Certo l’azione giudiziaria contro la corruzione e le stragi mafiose hanno insieme prodotto oggettivamente – e secondo traiettorie ovviamente indipendenti – un unico risultato, quello di determinare una sorta di sostituzione etnica della classe dirigente del paese soppiantata da nuovi soggetti, da nuove provenienze, da nuovi interessi.
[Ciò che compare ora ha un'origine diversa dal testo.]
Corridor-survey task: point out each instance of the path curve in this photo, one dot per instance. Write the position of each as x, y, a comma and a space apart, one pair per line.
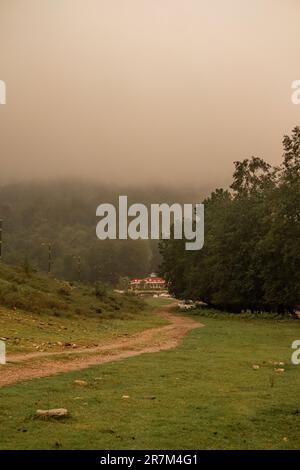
151, 340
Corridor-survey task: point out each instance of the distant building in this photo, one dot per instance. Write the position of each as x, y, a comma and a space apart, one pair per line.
149, 283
Questione cruciale per la vita della nazione e che, certo, non potrà andare esente da analisi scientifiche accurate e di più alto lignaggio che non si limitino al complottismo o alla comoda dietrologia.
Resta, comunque, il dato di fondo che, al prodursi della commistione di queste azioni indipendenti, ma simultanee, la giustizia penale ha finito per assumere un ruolo centrale nelle istituzioni e nell’organizzazione sociale e politica dell’Italia con forze politiche e epifanie culturali che tutt’oggi – a distanza di trent’anni – ancora si fronteggiano in modo antagonista e irriducibile proprio sul ruolo e sui poteri della magistratura, al punto che il ministro Nordio solo un paio di giorni or sono, nella relazione al Parlamento sullo stato della giustizia, ha nuovamente stigmatizzato i “poteri immensi” che l’ordinamento ha consegnato al pubblico ministero.
La saturazione di questa ferita non è operazione né semplice né destinata al successo nel medio periodo perché muove dalla genesi di due minacce che, oggi, una parte considerevole della pubblica opinione percepisce come incombenti e gravi, la corruzione e la mafia, e che stenta a credere che la politica sia capace di fronteggiare.
Il ministro Nordio ha, a ragione, lamentato che in Italia si discuta più di una corruzione “percepita” che di una corruzione “reale” e che questo affonda la credibilità del paese nel rating internazionale sulla legalità.
E, in parte, il discorso può valere anche per le organizzazioni mafiose attenzionate che, ormai, si stanno evolvendo in raggruppamenti di narcos dediti al traffico e allo spaccio delle droghe e al riciclaggio.
Ma la questione cruciale resta quella di comprendere che queste preoccupazioni, queste percezioni si sono impresse nel codice genetico della pubblica opinione, marcandone l’essenza in modo quasi irreversibile, e che fin tanto che la classe politica del paese non si mostrerà in grado di rassicurare la nazione sulla propria moralità e sui propri intenti, difficilmente si potrà riorganizzare la giustizia secondo il modello costituzionale di un potere neutrale e terzo.